QUESTION 1The law of one price
a. is a medieval law that required all producers to charge the same price for similar products.
b. is a law that requires producers to charge the same price to all of their customers to avoid price discrimination.
c. is an economic hypothesis postulating that in the absence of trade barriers, the price of a product must be the same in two trading countries when measured in a common currency.
d. is an economic hypothesis postulating that the relative price of a broad basket of products in two trading countries must be the same when measured in a common currency.
e. is an economic hypothesis postulating that the price of a broad basket of products in two trading countries must be the same when measured in a common currency.
Which one of the following may not explain the observed deviations from purchasing power parity (PPP) among the currencies of different countries?
a. Differences in regulations and taxes across countries.
b. Trade barriers and transportation costs.
c. Lack of perfect competition in most markets.
d. Differences in the prices of perfectly tradable products when measured in a common currency.
e. None of the above.
The empirical data on real exchange rates shows that the relative purchasing power parity (PPP) hypothesis
a. always holds.
b. generally does not hold.
c. holds in advanced countries.
d. holds among countries that share a common currency.
The COVID-19 pandemic and the need to control the spread of virus through social distancing has lowered the productivity of delivering non-tradable local services in all countries. This is unlikely to be a short-term phenomenon because even if a vaccine or herd immunity for the COVID-19 is developed, concerns about other deadly viruses that may emerge in the future may prompt people to exercise social distancing indefinitely. The extent and significance of such practices will vary among countries due to factors such as differences in the composition of production and the age-structure of population. As a result, some countries will experience larger increases in the cost of delivering non-tradable local services than others. As a result of this phenomenon, we should expect the currencies in countries with higher local costs to
a. appreciate relative to currencies of other countries.
b. depreciate relative to currencies of other countries.
c. remain unchanged relative to currencies of other countries.
d. appreciate or depreciate depending on the situation.
Tunisia had tried to expand its exports by channeling a great deal of its fiscal and financial resources to raise the productivity of its export-oriented industries. This policy left limited resources for investment and productivity growth in the non-tradable sector of the economy. Such a policy is likely to
a. help raise exports effectively in the short run as well as the long run.
b. be counterproductive in raising exports because it raises the economy's real exchange rate from the start.

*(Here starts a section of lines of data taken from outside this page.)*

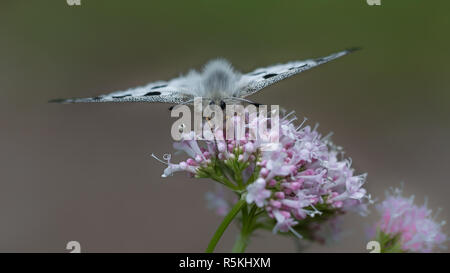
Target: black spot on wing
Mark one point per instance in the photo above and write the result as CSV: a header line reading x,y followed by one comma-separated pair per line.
x,y
295,67
154,93
123,96
159,86
269,75
57,100
257,73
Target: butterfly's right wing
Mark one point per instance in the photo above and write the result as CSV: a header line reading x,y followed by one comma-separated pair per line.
x,y
167,92
252,82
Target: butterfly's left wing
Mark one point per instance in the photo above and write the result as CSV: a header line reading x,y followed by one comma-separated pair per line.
x,y
176,91
252,82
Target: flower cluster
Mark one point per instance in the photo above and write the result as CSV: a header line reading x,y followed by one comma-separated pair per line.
x,y
299,177
406,227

c. help raise exports in the long run, but may not bear fruit in the short run due to real currency appreciation.
d. help raise exports for some years, but eventually becomes less effective in promoting exports because it raises the economy's real exchange rate.
Major oil reserves were discovered in Ghana in 2007, which led to a windfall revenue for the government after 2011. The windfall has enabled the government of Ghana to increase its expenditure in the economy by a significant amount. Over the past decade, this expenditure increase
a. could not have affected the real exchange rate of the Ghanaian currency.
b. may have caused the real exchange rate of the Ghanaian currency to appreciate or depreciate.
c. must have caused the real exchange rate of the Ghanaian currency to depreciate.
d. must have caused the real exchange rate of the Ghanaian currency to appreciate.